Over the past 16 months, we have all been on a journey. Our lives have had strict boundaries of where and when we would leave our homes, who we would associate with, and what activities we were willing to partake in. We are all now moving forward, planning for our futures. I know that I often wish someone would set out guidelines for me to follow, to ensure that my actions are safe for myself and others—and to help me move forward without fear.
So much of the Torah revolves around the journey of the Israelites, as they travel from Egypt to the Promised Land. This week’s double Torah portion, Matot/Mas’ei, sets the scene, as the Israelites are ending this journey. Matot-Mas’ei - the final two parashot in the book of Numbers - are closely tied together and are almost always read on the same Shabbat.
Matot (“tribes”) provides a bit of information about the lives of women at this time, including women’s responsibility for the vows they make. Mas’ei (“marches”) reviews the Israelites’ travels, sets out borders, and includes details on the way the nation should function in its own land. Laws are put forth about the workings of the community, and each tribe is presented with its own land.
I found it particularly interesting that the Tribe of Levi is assigned certain cities for their members and their families, including six “cities of refuge,” to provide safety for those who have committed unintentional murder (Numbers 35:6-12).
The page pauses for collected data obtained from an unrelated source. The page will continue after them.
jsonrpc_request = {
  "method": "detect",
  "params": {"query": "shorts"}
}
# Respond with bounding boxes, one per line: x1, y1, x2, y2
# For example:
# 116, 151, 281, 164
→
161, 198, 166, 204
In planning for the community in the Promised Land, God deliberately provides a safe haven. These cities of refuge are places of compassion for those who have made inadvertent mistakes.
God often shows this type of compassion—although God also demonstrates vengeance at times. How much harder for us, as humans, to reflect this type of compassion in our own hearts? So many women in the Torah demonstrate this type of understanding and courage: the midwives who save Moses, Shifrah and Puah, along with other women from that story, including Jocheved, Miriam, and Pharaoh's daughter as well as the daughters of Zelophehad, who sought to inherit land from their father, and who are referred to in Parashah Mas’ei. This type of compassion often makes us feel vulnerable; it can be frightening, and it requires trust.
Many of us received the emails with the Values & Voices letters which were sent from various religious scholars to President Biden over the first 100 days he was in office. On the 100th day, Daniel Fisher-Livne, Ph.D., Assistant Professor of Bible at Hebrew Union College-Jewish Institute of Religion, wrote to President Biden, Vice President Harris, and Congress. He concluded his letter by saying, “What will be - the future - is ours to shape. . . . United in purpose and in our diversity, we can acknowledge the past. United, we can meet the challenges of our moment and truly start afresh.”
As Women of Reform Judaism, we are a group of dedicated women filled with compassion and an inner drive for justice. As we learn in Parashah Matot, as women, we are responsible for the vows we make including our vows to improve the world. And as we see in Parashah Mas’ei, those vows can be guided by compassion. WRJ has tackled difficult issues throughout our history of over 100 years. Many of the issues have changed with time, but others stay the same. In my work as a member of WRJ, I have found our women to be focused on the desire to repair our world and to create a whole, just, and equitable community. It has always been a priority and remains so. Although it is not yet clear what our world will look like as we move forward into the future, I look forward to continuing this journey and meeting these challenges together with my WRJ sisters.
Judy Wexler is Vice President of Member Services for WRJ North America, and she is also WRJ Midwest District VP of Social Justice. Judy is a past sisterhood president and a past synagogue president of North Shore Congregation Israel in Glencoe, Illinois.